Like many of his colleagues on the Western Growers Board of Directors, Mike Way grew up in Salinas, graduated from Salinas High School and went to college to major in ag business.
But he was not born with agriculture in his blood.
“I was born and raised in downtown Salinas,” he recalls. “My dad was City Attorney of Salinas, and my mom was a homemaker.”
Neither were born in Salinas as they moved there in 1965 specifically for his father to take that position. Three years later, Mike was born and, unfortunately, three years after that his father died. “I was raised by a single mom with the help of a lot of good friends,” Way said.
The agricultural community and lifestyle did appeal to the Salinas native and when he graduated from high school in 1983, he matriculated to California State University at Fresno to get ready for an ag career. Soon after graduation, Way was hired by Sun World in December of 1988; it is one of only two jobs he has held in his career.
“From Fresno, I moved to Riverside with Sun World and stayed there for two and a half years before they moved me to the desert in 1991,” he remembers.
About a year later, Chuck Hodges, Mark Nickerson and Carl Sam Maggio put together the group that eventually called itself Prime Time International. Way joined that team as a salesman. “We initially had a different company name (C.H. Sales),” he said, noting that the Prime Time moniker was hatched a few years later as the leadership determined it would hang its hat on peppers. “Initially we shipped an assortment of vegetables from the desert,” he said. “The plan was to be in the vegetable business for seven to eight months of the year and take four months off. That idea lasted about two weeks.”

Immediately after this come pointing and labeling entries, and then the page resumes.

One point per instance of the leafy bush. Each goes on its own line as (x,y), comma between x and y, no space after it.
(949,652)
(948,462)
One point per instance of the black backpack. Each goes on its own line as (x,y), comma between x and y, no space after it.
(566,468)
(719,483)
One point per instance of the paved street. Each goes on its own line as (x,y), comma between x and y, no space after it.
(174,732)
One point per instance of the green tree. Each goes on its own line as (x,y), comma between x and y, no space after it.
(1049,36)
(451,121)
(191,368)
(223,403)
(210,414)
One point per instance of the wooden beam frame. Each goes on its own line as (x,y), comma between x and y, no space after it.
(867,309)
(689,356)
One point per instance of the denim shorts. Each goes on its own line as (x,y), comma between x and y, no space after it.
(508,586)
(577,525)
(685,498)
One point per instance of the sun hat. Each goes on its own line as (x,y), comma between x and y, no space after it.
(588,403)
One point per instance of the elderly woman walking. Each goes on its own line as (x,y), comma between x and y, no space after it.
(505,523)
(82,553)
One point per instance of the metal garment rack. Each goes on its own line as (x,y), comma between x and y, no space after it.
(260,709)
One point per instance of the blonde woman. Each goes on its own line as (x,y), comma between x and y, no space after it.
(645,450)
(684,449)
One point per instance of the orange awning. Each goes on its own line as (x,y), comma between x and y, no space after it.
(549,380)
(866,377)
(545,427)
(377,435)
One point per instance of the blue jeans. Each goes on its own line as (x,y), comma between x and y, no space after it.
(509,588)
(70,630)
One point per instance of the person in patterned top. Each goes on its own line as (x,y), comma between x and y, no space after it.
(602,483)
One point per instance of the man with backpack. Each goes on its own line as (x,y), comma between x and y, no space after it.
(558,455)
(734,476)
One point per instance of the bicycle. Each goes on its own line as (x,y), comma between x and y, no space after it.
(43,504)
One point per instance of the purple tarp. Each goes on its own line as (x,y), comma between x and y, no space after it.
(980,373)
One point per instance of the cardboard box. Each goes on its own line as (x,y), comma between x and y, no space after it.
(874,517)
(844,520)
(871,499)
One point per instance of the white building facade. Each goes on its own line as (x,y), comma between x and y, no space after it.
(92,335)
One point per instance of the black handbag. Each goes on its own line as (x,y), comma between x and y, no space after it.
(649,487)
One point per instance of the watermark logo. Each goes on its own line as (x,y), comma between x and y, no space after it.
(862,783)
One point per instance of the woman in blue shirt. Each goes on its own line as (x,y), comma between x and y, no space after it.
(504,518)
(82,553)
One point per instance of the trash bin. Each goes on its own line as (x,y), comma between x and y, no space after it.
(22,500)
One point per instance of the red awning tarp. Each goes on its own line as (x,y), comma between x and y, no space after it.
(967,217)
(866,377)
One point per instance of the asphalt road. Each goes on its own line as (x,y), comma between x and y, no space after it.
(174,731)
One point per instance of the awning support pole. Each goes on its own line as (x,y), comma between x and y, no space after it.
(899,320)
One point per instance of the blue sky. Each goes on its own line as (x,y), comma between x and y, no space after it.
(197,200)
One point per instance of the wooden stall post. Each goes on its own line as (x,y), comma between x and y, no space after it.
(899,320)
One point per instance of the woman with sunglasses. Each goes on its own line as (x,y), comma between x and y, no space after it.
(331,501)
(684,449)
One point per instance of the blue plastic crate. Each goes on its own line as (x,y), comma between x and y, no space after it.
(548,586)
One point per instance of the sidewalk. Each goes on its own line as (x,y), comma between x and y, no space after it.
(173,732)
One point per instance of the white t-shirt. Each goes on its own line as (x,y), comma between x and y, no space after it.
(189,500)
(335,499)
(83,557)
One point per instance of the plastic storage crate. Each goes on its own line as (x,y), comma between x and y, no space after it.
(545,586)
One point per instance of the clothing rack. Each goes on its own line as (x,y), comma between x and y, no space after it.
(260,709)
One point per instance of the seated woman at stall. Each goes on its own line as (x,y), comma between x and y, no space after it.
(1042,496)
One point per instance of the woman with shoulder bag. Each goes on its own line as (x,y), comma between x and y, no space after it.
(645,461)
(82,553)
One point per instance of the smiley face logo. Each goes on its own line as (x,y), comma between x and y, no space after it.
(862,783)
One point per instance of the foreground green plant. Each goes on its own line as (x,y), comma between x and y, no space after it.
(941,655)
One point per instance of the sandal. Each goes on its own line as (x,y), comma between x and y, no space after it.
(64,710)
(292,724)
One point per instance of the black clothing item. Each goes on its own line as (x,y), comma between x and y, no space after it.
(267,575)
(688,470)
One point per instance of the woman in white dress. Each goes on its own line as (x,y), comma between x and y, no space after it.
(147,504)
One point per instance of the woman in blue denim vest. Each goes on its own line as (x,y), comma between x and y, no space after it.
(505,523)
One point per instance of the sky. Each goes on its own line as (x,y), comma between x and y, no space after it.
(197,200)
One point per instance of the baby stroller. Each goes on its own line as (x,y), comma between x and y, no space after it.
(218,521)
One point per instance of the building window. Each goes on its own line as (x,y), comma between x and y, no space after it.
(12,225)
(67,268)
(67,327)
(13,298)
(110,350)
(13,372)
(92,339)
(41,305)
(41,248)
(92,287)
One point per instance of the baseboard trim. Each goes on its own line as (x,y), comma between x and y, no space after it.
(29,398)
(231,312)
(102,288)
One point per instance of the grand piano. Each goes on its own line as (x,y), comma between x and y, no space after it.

Instead, the partnership began expanding its footprint and soon focused on green and colored peppers with deals in Mexico as well as California. Today and for the past 28 years, peppers have been Prime Time’s signature crop.
“We have peppers every day of the year,” Way said. “We grow peppers in the desert, Oxnard and Bakersfield in California and we have 13 locations in Mexico. We are the largest pepper shipper in North America.”
About five years ago, the shipper started an asparagus program that has grown to be about a quarter of the company’s total volume and also features year-round production sourcing from Mexico and Peru. But peppers still make up the lion’s share of business with about 60 percent of sales. Prime Time also has seasonal production of sweet corn, tomatoes and green beans.
In the 2000s, Way and Jeff Taylor became minority partners of the operation and in 2017, they became the managing partners. Just recently, the two partners completed the ownership shift and became co-owners with a majority stake in Prime Time.
Though Way said the co-owners do have a couple of oars in the water concerning new projects, their main emphasis is on keeping their core business going and profitable. “California agriculture is currently swimming upstream,” Way said. “The increasing cost of everything is making it very difficult to produce a profit. We have to figure out how to get freight rates back down so we can survive.”
But with that said, Way also noted that “I’m a full believer in cycles. Things will turn around.”
He added that there has to be a solution for California because there are no other alternatives. The company is heavily involved in Mexico when and where it can be, but he said that is not the solution for everything. “Mexico is not an easy place to do business and it’s not cheap. The biggest problem is lack of infrastructure and that is very expensive,” he said.
Way also added that the company has great growing partners in California—most notably the Bianco family—which makes continuing to make California work an integral part of the company’s strategy. “They are a big part of what we do.”
When Mike Way took his position on the WG Board, he joined a long list of directors that have had previous family members serve on the board. The WG Board is full of second and third generation families to serve the association. But Mike and Ellen Way are the first husband/wife team to be on the board. Ellen Way is an active participant in agriculture in her own right. She is the owner of Sanders/Way Ranch, an almond operation on land bought by her grandfather in the 1930s. She is also very active in politics including with the California Women for Agriculture. She served on the WG Board a few years ago for a two-year term. “Ellen is the busiest stay-at-home Mom that there is,” Way quipped.
The couple have two daughters: Julia, who graduated from the University of Kentucky on May 6 and is starting a nursing career in Dallas this month; and Elizabeth, a high school senior, who was in the midst of picking her college choice as her father was being interviewed in April.
When he has some spare time, Way enjoys golfing and is an active owner of racehorses.
He said his claim to horse racing fame is Hot Rod Charlie, who was the runner-up in the 2021 Kentucky Derby. Way and a group of friends started a race horse partnership about five years ago with Hot Rod Charlie being one of their foals. The partnership dissolved about three years ago with a few of the members retaining ownership to that very successful horse.
Of his current stable of horses, he said: “We’ve won a few stakes races and I have a few two-year-olds that look very promising.”